If there's anything our children seem to be missing out on these days, it's the benefits of writing letters to friends and family. In today's world of text messaging and social media, human relationships are becoming less personal, as we are updated on each other's lives via an online status rather than a handwritten letter or phone call.
Make a change this year and teach your children the value of sending handwritten thank you notes to grandparents, aunts, and uncles for the holiday presents your children received. Take it a step further, by finding your child a pen pal to write to from across town or the other side of the world. Either way, everyone will benefit.
Your child's handwriting skills will only improve with the amount of practice she'll be getting writing all of those holiday and birthday thank you notes, along with her pen-pal letters.

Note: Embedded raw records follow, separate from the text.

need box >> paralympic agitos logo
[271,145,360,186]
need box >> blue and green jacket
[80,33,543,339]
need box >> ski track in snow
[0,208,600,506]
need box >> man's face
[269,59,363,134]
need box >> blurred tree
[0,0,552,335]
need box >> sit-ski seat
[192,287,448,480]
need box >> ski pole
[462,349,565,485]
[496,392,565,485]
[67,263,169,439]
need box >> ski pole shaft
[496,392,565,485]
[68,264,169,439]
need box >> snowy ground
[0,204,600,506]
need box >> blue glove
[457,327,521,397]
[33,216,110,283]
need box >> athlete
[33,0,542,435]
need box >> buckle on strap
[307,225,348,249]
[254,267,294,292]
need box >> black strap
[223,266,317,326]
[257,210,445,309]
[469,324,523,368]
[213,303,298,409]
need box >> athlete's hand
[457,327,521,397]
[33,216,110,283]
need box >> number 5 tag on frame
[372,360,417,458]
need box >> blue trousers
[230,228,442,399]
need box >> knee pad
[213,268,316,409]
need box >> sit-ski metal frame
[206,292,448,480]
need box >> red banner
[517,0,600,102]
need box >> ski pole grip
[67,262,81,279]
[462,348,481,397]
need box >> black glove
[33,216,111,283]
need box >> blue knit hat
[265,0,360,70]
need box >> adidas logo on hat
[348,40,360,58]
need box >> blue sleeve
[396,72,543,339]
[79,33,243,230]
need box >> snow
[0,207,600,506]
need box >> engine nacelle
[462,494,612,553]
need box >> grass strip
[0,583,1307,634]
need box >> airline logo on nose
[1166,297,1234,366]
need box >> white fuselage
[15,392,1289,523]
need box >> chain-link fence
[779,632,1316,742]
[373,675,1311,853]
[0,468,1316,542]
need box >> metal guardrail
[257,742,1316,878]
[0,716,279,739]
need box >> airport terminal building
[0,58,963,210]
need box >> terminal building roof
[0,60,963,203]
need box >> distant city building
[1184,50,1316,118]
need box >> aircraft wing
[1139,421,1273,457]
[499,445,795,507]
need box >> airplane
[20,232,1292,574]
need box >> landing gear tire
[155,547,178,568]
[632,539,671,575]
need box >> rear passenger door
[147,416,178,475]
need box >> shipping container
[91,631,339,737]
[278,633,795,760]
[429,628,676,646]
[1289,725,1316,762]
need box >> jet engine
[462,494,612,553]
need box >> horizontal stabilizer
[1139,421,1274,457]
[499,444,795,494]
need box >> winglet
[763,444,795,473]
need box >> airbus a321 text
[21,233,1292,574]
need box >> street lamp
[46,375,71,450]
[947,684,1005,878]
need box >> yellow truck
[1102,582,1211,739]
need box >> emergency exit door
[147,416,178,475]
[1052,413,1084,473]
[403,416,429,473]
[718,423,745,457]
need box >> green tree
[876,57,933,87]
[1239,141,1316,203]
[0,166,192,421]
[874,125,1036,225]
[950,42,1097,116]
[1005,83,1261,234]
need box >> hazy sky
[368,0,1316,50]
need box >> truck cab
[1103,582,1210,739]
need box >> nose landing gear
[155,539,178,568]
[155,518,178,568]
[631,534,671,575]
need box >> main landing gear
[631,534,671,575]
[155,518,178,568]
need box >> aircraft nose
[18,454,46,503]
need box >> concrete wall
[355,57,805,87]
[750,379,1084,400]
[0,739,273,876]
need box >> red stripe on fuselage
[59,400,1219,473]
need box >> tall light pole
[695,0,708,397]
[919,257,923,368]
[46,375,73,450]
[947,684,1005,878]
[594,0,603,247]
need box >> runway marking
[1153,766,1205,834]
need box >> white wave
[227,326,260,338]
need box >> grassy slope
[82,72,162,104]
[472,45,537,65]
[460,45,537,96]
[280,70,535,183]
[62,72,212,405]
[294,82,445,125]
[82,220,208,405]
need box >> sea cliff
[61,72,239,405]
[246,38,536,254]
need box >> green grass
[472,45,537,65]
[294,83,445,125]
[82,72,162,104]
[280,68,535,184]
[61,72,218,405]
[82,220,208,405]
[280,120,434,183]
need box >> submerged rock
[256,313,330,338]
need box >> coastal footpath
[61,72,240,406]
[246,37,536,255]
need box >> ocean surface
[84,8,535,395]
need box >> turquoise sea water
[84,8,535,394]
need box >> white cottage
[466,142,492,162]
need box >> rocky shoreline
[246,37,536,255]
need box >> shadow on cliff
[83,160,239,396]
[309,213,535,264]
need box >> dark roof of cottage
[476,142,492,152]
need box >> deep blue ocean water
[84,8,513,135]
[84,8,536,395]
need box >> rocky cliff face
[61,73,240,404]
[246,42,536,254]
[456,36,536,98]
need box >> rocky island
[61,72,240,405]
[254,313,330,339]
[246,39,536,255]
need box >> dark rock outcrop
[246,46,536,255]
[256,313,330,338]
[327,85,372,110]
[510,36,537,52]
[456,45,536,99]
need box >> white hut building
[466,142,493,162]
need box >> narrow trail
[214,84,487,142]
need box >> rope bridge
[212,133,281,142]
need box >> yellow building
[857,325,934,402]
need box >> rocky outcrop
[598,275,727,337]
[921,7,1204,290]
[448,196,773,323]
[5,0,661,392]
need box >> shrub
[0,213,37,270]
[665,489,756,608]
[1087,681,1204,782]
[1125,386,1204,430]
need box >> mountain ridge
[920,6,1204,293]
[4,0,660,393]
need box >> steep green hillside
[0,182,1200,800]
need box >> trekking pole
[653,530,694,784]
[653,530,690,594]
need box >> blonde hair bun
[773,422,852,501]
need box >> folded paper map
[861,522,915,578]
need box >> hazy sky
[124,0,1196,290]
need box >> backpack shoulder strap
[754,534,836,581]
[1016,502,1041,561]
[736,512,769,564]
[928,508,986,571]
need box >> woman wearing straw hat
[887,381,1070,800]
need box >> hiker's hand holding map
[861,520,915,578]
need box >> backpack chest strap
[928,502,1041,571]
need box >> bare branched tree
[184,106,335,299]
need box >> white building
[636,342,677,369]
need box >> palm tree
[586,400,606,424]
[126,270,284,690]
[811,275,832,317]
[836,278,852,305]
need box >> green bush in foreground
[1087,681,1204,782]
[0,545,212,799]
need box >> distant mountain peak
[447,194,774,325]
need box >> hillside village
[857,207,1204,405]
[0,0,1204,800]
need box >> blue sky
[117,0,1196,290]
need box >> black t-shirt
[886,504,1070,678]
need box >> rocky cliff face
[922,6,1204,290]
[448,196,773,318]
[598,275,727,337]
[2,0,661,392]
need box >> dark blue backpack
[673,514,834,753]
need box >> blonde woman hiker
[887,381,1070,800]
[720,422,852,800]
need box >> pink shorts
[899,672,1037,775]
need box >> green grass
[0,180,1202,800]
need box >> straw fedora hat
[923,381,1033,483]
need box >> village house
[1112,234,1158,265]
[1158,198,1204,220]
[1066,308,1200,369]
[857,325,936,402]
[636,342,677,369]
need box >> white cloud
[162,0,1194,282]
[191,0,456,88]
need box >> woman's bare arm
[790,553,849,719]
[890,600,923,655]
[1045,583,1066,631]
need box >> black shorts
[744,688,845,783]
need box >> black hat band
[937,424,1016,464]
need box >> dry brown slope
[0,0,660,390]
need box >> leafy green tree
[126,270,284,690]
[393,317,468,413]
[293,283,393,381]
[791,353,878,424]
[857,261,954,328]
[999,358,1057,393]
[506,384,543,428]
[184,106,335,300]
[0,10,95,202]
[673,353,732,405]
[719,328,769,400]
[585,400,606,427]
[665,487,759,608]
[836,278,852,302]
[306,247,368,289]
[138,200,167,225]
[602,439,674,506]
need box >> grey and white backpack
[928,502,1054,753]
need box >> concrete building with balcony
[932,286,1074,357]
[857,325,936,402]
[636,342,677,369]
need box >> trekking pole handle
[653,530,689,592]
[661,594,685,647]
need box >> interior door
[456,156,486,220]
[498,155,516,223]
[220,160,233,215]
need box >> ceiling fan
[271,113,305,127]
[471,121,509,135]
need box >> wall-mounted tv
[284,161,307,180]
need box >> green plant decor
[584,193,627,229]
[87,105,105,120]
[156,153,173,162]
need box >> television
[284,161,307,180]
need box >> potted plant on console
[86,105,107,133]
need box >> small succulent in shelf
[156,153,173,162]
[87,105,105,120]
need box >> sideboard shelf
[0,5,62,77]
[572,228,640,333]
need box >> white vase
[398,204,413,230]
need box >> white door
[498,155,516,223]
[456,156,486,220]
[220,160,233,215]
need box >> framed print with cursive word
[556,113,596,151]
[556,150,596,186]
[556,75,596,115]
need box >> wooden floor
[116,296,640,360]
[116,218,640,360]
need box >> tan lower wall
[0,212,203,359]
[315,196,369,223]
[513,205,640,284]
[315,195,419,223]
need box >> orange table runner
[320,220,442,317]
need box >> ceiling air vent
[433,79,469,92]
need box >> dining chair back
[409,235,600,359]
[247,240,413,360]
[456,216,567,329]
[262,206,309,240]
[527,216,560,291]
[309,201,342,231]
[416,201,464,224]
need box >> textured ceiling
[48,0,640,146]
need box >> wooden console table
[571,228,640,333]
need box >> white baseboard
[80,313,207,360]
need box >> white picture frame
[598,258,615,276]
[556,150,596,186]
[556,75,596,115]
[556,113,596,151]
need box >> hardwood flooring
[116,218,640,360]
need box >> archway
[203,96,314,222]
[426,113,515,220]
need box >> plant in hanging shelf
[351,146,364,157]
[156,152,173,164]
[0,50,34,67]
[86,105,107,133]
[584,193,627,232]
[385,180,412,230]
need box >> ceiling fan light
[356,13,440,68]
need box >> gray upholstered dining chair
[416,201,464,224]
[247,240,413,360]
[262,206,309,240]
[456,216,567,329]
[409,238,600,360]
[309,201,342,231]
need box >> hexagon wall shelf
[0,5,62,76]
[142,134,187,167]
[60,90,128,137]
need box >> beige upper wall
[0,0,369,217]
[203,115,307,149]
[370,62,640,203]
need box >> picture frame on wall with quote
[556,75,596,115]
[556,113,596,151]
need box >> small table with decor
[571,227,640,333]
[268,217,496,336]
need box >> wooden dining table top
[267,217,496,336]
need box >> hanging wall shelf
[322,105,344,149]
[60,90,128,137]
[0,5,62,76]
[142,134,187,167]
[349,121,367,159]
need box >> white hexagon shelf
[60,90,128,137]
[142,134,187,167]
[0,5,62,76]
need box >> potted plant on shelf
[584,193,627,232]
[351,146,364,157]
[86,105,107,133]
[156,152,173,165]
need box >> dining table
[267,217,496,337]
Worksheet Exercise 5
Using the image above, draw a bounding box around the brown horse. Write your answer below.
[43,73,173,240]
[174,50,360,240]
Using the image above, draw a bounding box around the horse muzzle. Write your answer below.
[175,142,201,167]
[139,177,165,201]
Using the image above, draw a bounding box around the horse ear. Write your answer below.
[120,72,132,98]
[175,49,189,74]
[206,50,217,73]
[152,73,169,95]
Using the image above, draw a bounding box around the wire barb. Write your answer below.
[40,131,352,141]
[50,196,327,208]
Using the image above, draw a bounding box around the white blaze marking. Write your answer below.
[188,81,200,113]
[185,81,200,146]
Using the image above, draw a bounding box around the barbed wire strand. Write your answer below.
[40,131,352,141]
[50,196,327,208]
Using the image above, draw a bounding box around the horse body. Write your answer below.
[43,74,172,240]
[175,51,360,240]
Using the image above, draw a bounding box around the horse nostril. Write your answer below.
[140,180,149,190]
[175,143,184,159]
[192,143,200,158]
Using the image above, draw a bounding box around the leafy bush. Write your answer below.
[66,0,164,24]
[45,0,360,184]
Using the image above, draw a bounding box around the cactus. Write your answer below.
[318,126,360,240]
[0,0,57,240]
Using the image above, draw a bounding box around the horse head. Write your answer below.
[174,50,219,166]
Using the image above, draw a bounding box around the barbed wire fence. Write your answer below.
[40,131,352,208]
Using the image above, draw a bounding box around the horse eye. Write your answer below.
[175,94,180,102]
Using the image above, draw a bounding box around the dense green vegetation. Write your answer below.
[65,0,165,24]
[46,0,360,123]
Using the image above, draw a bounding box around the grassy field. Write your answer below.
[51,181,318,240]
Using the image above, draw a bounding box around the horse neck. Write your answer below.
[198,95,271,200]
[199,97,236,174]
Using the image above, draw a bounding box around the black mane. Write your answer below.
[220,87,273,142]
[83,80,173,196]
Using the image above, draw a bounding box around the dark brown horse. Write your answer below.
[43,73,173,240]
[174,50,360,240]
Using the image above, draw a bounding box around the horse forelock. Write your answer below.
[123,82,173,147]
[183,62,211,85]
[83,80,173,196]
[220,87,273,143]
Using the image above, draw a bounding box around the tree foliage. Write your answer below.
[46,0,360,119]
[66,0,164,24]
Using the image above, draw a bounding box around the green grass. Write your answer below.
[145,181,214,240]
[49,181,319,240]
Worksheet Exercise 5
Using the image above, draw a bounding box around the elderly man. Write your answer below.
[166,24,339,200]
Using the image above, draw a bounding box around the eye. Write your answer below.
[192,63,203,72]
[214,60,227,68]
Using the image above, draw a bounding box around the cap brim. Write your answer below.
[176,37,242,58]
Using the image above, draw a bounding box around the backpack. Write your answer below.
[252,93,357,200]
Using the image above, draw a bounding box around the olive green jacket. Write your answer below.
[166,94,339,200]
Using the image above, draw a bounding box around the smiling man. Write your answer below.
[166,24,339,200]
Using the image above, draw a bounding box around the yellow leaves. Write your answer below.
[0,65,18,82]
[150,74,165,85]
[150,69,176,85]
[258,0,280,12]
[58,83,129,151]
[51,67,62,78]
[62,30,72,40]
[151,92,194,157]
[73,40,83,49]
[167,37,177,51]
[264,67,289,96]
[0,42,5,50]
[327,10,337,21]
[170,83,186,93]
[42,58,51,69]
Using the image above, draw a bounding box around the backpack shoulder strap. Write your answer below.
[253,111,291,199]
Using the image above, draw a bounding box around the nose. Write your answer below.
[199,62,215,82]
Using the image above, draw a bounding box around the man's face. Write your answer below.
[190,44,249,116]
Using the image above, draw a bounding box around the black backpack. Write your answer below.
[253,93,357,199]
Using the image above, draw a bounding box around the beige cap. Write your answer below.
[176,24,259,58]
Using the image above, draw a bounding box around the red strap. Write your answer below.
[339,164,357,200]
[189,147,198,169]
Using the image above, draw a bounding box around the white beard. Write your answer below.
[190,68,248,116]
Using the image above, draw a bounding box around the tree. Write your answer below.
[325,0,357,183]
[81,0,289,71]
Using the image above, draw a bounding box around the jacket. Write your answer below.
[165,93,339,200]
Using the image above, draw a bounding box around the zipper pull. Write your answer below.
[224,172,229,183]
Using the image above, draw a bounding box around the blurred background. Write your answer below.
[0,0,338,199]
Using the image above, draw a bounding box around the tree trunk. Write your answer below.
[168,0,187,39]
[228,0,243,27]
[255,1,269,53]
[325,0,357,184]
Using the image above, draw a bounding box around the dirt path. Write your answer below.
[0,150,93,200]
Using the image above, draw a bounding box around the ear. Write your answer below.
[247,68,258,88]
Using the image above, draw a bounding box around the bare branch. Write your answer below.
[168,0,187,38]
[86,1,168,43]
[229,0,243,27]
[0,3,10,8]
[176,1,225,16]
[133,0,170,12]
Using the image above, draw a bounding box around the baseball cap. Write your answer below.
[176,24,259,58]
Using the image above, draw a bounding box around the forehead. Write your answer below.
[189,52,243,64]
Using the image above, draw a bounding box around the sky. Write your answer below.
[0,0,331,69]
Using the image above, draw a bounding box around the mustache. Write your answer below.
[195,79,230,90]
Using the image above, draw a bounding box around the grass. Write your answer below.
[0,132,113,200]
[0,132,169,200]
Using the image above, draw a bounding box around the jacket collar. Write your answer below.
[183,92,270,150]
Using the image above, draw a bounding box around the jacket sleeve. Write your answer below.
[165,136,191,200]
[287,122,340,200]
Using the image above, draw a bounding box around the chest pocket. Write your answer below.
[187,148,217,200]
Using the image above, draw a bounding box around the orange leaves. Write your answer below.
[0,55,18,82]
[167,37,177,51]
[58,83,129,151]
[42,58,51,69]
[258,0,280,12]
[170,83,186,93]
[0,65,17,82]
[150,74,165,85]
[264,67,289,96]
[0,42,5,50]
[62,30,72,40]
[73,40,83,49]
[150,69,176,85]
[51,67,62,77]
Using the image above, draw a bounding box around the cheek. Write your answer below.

While schools may not be as focused on handwriting these days, it's still nice to have neat, legible handwriting as an adult.
Everyone has to write letters in life, from job application cover letters to college admittance forms. Writing letters now will help your child improve her grammar and better express herself through the written word, which will be essential as she grows and begins writing essays and term papers in the upper grades and college.
While your child's handwriting and writing skills increase, so will her self-esteem. She'll take pride in not only how good her letters and words look on paper, but how well her grammar is improving too. Her stronger self-esteem may even inspire a budding poet or novelist.
Talk about being Grandma's favorite! Your child will develop a special bond when writing letters to a grandparent or other family member or friend on a regular basis. Handwritten letters tend to show a deeper level of interest than emails or quick phone calls. Letters can be saved as mementos, whereas words spoken in phone calls (although definitely important) are often forgotten.
Insight Into Others' Lives
Letters to Grandma or to a pen pal can help teach your child about how other people live. Life was much different when Grandma was growing up. She can tell your child all about it through handwritten exchanges.
Likewise, being in contact with a friend who lives far away can teach your child about different cultures and what life is like in Australia or Japan or even the country versus the city. It will help open your child's eyes to the diversity of the world so she can witness and understand how our differences can unite us instead of divide us.
Excitement of Receiving Mail
Everyone loves to get mail, especially a nice note addressed just to them. Your child will light up every time she receives a letter or card in the mailbox and you will be just as excited as they are as you watch them enjoy a rare gift in today's technological age.
Your child may surprise you with how much she enjoys letter writing, even if she protests at first. Motivate and inspire your child to write by presenting her with colorful stationary and special pens to use. She'll truly enjoy having her own unique paper, which will make her feel grown-up and important.